# Introduction to web scraping with Python
Web scraping examples from the [blog post](https://datawhatnow.com/introduction-web-scraping-python/) about web scraping.

## Initialise libraries
 For web scraping we will use [requests](http://docs.python-requests.org/en/master/) and [lxml](http://lxml.de/).

In [1]:
import requests
from lxml import html

## Web scraping
The [datawhatnow](https://www.datawhatnow.com) website is used for scraping. First we have to request the website's HTML code using request and parse it with lxml. To simplify this approach we will use the **get_parsed_page** function.

In [2]:
url = 'https://www.datawhatnow.com'

def get_parsed_page(url):
    """Return the content of the website on the given url in
    a parsed lxml format that is easy to query."""
    
    response = requests.get(url)
    parsed_page = html.fromstring(response.content)
    return parsed_page

parsed_page = get_parsed_page(url)

Data is extracted using xpath queries, the website title is found in an a tag with a h1 parent tag - '//h1/a/text()'.

In [3]:
# Print website title
parsed_page.xpath('//h1/a/text()')

['Data, what now?']

In [4]:
# Print post names
parsed_page.xpath('//h2/a/text()')

['SimHash for question deduplication',
 'Feature importance and why it’s important']

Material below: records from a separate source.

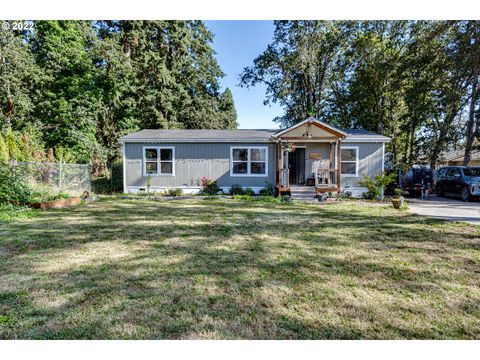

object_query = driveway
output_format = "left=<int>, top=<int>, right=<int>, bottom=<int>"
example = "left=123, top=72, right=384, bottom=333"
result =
left=408, top=195, right=480, bottom=225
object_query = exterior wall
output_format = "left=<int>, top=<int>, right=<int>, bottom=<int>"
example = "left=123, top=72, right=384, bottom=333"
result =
left=447, top=159, right=480, bottom=167
left=340, top=142, right=384, bottom=189
left=124, top=142, right=276, bottom=193
left=123, top=140, right=385, bottom=196
left=293, top=142, right=331, bottom=180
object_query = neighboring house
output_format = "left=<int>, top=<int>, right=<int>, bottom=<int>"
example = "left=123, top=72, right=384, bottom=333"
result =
left=438, top=149, right=480, bottom=167
left=119, top=118, right=390, bottom=197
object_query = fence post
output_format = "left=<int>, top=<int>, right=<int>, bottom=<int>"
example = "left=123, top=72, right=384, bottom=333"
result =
left=59, top=161, right=63, bottom=192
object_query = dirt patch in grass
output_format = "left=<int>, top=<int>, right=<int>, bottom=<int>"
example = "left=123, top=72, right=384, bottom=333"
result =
left=0, top=199, right=479, bottom=339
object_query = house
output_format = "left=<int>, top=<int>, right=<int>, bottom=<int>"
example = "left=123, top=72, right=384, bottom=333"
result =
left=438, top=149, right=480, bottom=167
left=119, top=118, right=390, bottom=197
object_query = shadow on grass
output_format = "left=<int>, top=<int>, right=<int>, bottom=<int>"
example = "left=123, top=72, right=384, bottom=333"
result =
left=0, top=199, right=479, bottom=339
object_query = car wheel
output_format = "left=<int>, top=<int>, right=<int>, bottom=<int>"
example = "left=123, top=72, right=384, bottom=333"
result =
left=438, top=186, right=445, bottom=197
left=461, top=187, right=470, bottom=202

['SimHash for question deduplication',
 'Feature importance and why it’s important']

## Crawling
Using the program to scrap multiple pages.

In [5]:
# Getting paragraph titles in blog posts
post_urls = parsed_page.xpath('//h2//a/@href')

for post_url in post_urls:
    print('Post url:', post_url)
    
    parsed_post_page = get_parsed_page(post_url)
    paragraph_titles = parsed_post_page.xpath('//h3/text()')
    
    paragraph_titles = map(lambda x: ' \n  ' + x, paragraph_titles)    
    print(''.join(paragraph_titles) + '\n')

Post url: https://datawhatnow.com/simhash-question-deduplicatoin/
 
  SimHash 
  Features 
  Model performance 
  Conclusion 
  References 
  Leave a Reply  
  GitHub 
  Newsletter 
  Recent Posts 
  Archives

Post url: https://datawhatnow.com/feature-importance/
 
  Data exploration 
  Feature engineering 
  Baseline model performance 
  Feature importance 
  Model performance with feature importance analysis 
  Conclusion 
  Leave a Reply  
  GitHub 
  Newsletter 
  Recent Posts 
  Archives



In [6]:
# Fixed XPath query

for post_url in post_urls:
    print('Post url:', post_url)
    
    parsed_post_page = get_parsed_page(post_url)
    paragraph_title_xpath = '//div[@class="entry-content"]/h3/text()'
    paragraph_titles = parsed_post_page.xpath(paragraph_title_xpath)
    
    paragraph_titles = map(lambda x: ' \n  ' + x, paragraph_titles)
    print(''.join(paragraph_titles) + '\n')

Post url: https://datawhatnow.com/simhash-question-deduplicatoin/
 
  SimHash 
  Features 
  Model performance 
  Conclusion 
  References

Post url: https://datawhatnow.com/feature-importance/
 
  Data exploration 
  Feature engineering 
  Baseline model performance 
  Feature importance 
  Model performance with feature importance analysis 
  Conclusion